A collection of over 300 recipes featuring the use of spirits in the food and drink of the South, short essays and amusing tales by Eugene Walter, a pioneering food writer and champion of southern foodways and culture. Assembled and edited by Walter’s literary executor Donald Goodman and food writer Thomas Head, the book is a perfect gift for those interested in today’s booming scene in vintage and artisanal drinks.
Mr. Boston Official Bartender’s Guide: 75th Anniversary Edition
(Wiley Hardcover, November 2011) edited by Jonathan Pogash with Rick Rodgers
Jonathan Pogash, “The Cocktail Guru,” and culinary expert Rick Rodgers have updated the indispensable little red book to reflect the modern world of mixology.
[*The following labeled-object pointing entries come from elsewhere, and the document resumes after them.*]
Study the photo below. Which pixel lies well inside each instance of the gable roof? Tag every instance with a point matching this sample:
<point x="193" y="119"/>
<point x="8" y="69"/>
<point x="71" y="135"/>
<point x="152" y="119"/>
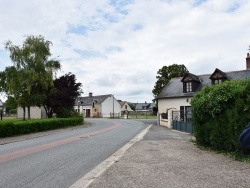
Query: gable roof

Pogash kept a collection of the most time-honored classic cocktails and added 200 cutting edge drink recipes from the world’s most well-known bartenders. The guide includes 1,500 drink recipes as well as tips on mixology techniques and photographs that showcase the beauty of the finished cocktails.
(Thornwillow Press, 2011) by Jeffrey Pogash
Spirits industry veteran Jeffrey Pogash delves into the history and lore of the Bloody Mary, one of the world’s best loved and most complex cocktails. In this beautifully printed letterpress edition, Pogash explores some of the mysteries and misconceptions surrounding the famed libation and includes his own recipe for the “Best Bloody Mary in the World.”
These, and other fine spirits-related books, can be found in your local bookstore and by online booksellers.